While a couple of years ago it was still a common practice for carriers to position their consumer-grade service offerings in a mass marketing approach across the board to small to medium businesses (SMBs), small to medium enterprises (SMEs), enterprises and MNCs, today there is a clear recognition in the carrier community that target marketing is required. Therefore the carriers are in the process of developing service offer portfolio strategies which address specific and in many cases unique requirements of the market segments and as part of this strategy develop more enterprise-grade and MNC-grade service offerings.
Today’s announcement that iPass is partnering with Deutsche Telekom’s International MNC Business Unit to deliver a range of new integrated mobility services for multinational corporate customers is an illustration of this targeted marketing approach. While iPass has been partnering with Deutsche Telekom for quite some time, this announcement is focused on two new elements – targeting MNC customers and using the Open Mobile Platform as foundation for this service.
The iPass Open Mobile Platform was launched in 2010, to enable its corporate customers to define the mobility experience for their mobile workers, provide complete visibility into usage and costs and to enforce connection, cost and security policies.

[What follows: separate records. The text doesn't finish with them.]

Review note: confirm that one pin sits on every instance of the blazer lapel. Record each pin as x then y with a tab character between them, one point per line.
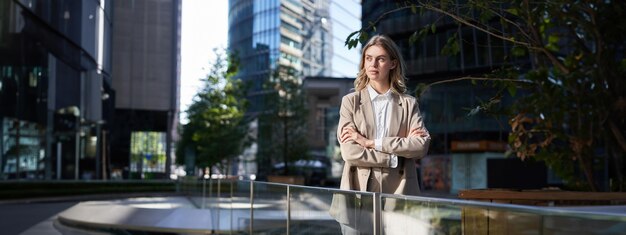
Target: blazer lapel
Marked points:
368	113
397	112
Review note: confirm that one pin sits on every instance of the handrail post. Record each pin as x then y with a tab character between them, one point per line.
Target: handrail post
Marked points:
203	193
288	208
232	186
251	206
217	202
377	201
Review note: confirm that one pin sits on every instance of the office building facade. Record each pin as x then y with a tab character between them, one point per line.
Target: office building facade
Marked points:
146	72
462	145
269	34
55	89
273	34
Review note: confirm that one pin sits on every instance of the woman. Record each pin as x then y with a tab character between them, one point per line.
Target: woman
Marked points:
380	131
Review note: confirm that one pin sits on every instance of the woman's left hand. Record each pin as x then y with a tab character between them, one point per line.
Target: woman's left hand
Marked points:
349	133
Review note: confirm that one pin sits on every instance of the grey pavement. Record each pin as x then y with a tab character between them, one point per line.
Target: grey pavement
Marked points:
16	218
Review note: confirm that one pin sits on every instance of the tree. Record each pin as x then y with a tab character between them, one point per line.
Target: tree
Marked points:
284	120
574	104
217	129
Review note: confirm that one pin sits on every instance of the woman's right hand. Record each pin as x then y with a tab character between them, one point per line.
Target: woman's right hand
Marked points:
420	132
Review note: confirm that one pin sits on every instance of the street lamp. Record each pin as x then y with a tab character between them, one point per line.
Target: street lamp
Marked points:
75	112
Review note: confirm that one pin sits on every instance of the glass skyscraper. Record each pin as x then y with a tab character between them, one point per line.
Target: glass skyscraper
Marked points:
268	33
55	88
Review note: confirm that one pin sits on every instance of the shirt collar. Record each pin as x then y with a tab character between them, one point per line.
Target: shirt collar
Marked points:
373	94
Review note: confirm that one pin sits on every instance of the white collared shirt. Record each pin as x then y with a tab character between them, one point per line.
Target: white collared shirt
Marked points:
382	117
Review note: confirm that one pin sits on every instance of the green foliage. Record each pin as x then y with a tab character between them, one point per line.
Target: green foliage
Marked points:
284	122
573	99
217	129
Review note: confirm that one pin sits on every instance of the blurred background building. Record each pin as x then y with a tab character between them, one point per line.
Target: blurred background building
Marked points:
55	89
146	78
467	151
62	62
301	34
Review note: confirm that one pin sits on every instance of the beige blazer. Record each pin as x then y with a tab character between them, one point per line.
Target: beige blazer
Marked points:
356	110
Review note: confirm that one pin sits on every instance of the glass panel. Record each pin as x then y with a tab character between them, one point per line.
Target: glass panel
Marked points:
310	211
401	216
353	211
219	203
443	216
240	205
269	208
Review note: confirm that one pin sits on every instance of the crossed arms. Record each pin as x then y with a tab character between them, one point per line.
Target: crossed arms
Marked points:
358	150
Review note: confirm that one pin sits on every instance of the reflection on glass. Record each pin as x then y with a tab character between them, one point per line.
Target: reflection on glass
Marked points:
354	212
147	151
402	216
269	208
310	211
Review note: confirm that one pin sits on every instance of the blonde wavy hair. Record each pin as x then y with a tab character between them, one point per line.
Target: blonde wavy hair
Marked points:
396	75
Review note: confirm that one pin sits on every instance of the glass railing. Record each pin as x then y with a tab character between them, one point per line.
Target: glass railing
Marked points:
253	207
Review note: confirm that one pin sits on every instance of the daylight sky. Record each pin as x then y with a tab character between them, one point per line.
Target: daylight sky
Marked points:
205	27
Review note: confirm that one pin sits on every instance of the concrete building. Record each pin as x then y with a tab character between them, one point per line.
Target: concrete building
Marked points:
55	89
266	34
146	77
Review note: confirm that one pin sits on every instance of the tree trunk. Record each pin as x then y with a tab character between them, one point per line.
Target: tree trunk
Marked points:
586	163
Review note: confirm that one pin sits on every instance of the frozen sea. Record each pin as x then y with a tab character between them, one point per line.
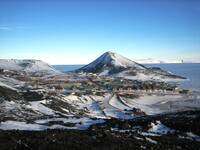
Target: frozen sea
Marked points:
190	71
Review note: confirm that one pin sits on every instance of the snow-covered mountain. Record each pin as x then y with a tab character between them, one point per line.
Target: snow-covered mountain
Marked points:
110	63
115	65
29	66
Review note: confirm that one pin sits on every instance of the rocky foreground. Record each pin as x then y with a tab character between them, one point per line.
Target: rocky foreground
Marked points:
170	131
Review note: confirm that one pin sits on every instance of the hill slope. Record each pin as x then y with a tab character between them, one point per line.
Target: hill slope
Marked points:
112	64
29	66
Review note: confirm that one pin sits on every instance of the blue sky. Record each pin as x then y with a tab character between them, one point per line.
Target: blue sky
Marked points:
78	31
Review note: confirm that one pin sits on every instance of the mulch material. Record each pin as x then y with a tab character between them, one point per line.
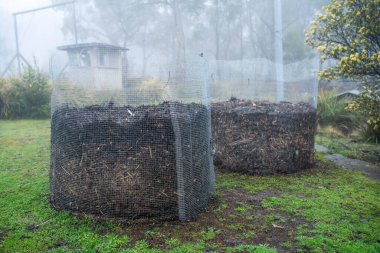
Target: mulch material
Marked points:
112	161
263	138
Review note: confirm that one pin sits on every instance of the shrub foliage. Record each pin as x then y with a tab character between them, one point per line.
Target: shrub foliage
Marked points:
348	33
27	96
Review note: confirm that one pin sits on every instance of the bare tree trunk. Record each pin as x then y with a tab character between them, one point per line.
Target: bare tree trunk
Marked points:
217	39
180	43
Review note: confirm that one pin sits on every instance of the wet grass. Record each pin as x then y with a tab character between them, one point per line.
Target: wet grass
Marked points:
324	209
348	145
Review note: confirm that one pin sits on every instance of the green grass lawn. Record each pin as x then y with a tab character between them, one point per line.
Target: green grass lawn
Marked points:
324	209
349	146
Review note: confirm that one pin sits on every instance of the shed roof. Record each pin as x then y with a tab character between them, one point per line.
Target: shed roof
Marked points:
90	45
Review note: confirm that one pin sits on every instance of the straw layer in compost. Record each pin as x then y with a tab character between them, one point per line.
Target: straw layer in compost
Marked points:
112	161
263	138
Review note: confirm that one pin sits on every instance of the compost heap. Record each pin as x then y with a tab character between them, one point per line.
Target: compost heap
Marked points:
263	138
121	161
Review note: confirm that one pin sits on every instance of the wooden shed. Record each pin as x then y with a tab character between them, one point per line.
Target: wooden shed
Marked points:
96	65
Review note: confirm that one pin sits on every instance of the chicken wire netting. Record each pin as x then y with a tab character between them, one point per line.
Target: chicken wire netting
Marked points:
125	145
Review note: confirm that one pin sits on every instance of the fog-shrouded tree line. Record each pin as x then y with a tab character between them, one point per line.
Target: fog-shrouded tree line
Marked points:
221	29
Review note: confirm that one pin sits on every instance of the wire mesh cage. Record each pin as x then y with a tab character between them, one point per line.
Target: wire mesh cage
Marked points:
264	123
125	145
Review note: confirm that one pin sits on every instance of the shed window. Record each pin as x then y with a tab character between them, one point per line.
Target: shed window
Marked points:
84	58
104	59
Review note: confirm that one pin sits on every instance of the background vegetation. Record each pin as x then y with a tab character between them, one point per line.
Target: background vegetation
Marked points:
27	96
347	32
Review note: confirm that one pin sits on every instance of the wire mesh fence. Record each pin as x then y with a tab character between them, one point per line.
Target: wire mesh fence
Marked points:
125	145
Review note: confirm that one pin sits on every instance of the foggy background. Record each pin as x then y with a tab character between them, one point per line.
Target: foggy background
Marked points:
154	31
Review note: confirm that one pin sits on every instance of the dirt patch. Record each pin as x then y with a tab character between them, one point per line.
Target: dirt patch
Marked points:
263	138
4	233
109	161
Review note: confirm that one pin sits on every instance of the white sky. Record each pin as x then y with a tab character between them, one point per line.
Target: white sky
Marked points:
39	32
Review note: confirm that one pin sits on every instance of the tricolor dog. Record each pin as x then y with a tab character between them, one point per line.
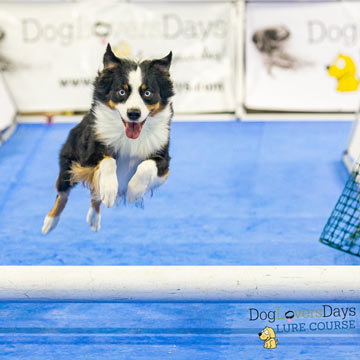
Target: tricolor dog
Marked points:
121	146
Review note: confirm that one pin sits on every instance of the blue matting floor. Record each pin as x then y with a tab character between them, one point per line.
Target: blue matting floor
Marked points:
238	194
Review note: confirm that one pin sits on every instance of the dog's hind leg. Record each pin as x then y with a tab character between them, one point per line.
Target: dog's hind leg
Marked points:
93	216
63	186
53	217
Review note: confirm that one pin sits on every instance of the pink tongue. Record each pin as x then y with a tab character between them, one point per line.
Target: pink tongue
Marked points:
132	130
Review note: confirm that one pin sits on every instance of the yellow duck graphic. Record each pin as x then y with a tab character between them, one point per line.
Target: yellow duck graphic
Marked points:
268	335
344	70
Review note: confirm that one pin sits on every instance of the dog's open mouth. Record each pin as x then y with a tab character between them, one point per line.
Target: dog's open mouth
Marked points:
133	129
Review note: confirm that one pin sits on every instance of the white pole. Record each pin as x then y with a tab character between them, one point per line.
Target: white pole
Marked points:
179	283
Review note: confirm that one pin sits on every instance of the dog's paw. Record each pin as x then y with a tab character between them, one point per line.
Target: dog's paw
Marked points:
108	190
93	219
137	188
49	224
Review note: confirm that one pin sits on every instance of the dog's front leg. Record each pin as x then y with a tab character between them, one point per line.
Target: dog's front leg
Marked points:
145	178
108	183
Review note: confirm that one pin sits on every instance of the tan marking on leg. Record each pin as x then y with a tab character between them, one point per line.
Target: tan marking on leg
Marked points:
165	176
60	204
96	204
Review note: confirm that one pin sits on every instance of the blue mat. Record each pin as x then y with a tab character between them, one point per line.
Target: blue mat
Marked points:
238	194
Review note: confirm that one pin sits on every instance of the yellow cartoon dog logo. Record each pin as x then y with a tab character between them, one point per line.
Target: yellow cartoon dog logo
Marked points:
344	70
268	335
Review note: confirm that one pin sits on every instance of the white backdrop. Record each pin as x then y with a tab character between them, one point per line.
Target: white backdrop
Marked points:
298	79
7	106
53	50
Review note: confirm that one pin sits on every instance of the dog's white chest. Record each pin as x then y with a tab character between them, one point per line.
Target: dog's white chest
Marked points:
125	168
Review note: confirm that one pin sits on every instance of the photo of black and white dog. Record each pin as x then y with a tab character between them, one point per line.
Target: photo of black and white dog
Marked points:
272	44
121	146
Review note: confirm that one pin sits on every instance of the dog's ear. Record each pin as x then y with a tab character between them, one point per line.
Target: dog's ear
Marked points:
164	63
110	60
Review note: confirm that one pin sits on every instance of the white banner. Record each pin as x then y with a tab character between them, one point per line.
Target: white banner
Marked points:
7	106
51	52
303	56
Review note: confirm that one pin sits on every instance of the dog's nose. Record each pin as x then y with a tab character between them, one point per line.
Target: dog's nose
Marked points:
133	114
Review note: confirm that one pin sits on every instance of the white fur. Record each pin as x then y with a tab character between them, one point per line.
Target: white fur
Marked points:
93	219
50	223
134	101
110	129
145	179
108	181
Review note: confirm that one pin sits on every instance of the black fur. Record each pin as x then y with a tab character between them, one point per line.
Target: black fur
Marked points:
82	145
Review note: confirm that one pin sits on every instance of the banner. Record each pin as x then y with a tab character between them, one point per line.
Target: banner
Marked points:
51	52
7	106
303	56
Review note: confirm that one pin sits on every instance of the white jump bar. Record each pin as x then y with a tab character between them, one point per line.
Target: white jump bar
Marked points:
179	283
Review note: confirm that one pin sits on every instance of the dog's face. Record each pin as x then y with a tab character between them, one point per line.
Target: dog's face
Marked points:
138	91
267	334
343	65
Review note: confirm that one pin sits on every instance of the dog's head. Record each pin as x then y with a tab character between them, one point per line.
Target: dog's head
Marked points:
269	39
343	65
267	334
138	91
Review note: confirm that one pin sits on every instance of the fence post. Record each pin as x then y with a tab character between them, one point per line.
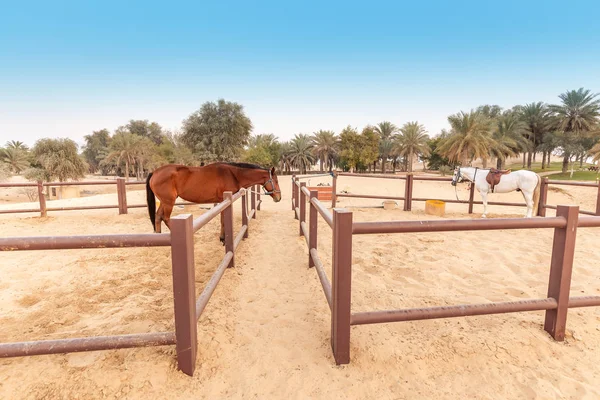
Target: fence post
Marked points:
122	195
314	220
408	192
293	191
258	197
561	266
302	207
245	214
341	285
253	200
598	200
42	199
228	222
471	196
334	191
543	197
184	291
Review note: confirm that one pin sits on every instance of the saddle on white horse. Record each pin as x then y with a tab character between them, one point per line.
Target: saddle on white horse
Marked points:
493	177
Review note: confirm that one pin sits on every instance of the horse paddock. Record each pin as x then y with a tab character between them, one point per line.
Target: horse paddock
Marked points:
266	331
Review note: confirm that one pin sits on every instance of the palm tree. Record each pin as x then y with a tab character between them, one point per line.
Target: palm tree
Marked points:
537	119
470	137
301	152
17	145
15	159
411	141
385	130
578	114
325	147
509	138
124	146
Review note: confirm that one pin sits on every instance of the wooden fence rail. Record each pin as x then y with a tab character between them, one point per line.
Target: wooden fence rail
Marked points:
338	292
408	198
187	307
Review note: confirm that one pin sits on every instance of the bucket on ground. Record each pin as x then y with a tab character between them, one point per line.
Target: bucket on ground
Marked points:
389	205
435	207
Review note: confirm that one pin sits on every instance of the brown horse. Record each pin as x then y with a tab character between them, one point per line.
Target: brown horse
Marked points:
203	185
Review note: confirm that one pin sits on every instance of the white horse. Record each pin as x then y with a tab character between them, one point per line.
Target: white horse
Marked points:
527	182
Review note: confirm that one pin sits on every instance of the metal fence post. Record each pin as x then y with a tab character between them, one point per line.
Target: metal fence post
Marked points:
471	196
302	207
258	197
341	285
245	214
293	191
122	195
334	191
543	197
42	199
184	291
228	222
408	192
598	200
313	229
253	200
561	266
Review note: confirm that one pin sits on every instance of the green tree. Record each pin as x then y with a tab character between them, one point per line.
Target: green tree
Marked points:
469	138
325	148
57	159
577	115
144	128
509	137
537	119
385	130
217	131
15	158
301	152
97	147
412	141
124	149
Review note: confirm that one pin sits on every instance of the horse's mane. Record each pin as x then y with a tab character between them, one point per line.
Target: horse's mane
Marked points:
245	165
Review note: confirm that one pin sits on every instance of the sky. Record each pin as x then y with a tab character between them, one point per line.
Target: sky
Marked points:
68	68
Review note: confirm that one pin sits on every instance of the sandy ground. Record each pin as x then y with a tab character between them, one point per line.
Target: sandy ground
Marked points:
265	333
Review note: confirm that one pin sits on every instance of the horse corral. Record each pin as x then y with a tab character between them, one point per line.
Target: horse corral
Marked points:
266	333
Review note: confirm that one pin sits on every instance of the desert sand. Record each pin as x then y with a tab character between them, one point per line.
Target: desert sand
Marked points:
265	333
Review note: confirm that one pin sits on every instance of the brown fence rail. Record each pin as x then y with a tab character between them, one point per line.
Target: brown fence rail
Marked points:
338	291
44	209
188	308
408	190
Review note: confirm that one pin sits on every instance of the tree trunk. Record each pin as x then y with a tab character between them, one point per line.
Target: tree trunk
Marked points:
566	162
543	160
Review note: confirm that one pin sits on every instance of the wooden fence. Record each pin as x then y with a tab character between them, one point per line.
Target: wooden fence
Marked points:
408	198
338	293
188	308
121	184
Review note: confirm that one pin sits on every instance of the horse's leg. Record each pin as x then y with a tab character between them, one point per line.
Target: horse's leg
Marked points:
484	200
168	208
528	196
158	219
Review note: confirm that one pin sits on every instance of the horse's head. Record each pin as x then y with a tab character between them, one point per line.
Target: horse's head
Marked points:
271	186
457	177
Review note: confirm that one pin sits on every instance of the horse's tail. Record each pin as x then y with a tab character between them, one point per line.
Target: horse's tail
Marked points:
536	195
151	201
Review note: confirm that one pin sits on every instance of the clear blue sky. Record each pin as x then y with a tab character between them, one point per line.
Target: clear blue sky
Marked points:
68	68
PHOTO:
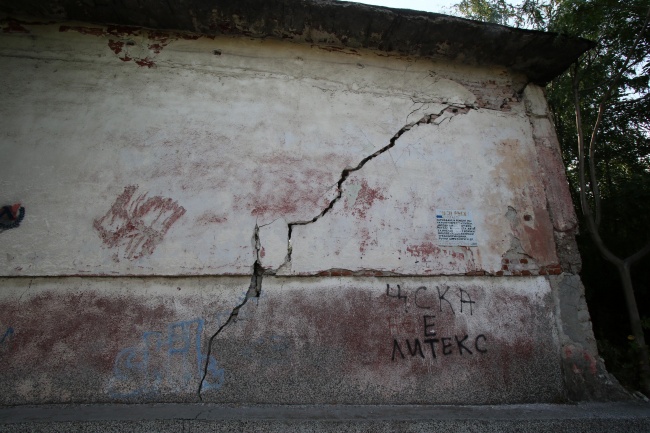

This newly launched service is expected to offer great opportunities for both the Deutsche Telekom’s International MNC Business Unit and their MNC customers. For Deutsche Telekom launching this service is an opportunity to increase customer satisfaction by offering “MNC-grade” services while increasing ARPU and service stickiness by up-selling value added services, and promoting their brand recognition; all this while mitigating their operational cost by leveraging economies of scale with the cloud-based Open Mobile management platform. For Deutsche Telekom’s MNC customers, the Open Mobile Platform-based service benefits include international roaming cost reduction by leveraging iPass’ leading global footprint of hotspots, higher user productivity with seamless network connectivity, better control over corporate policies of the mobile users, and predictable and steady service fees.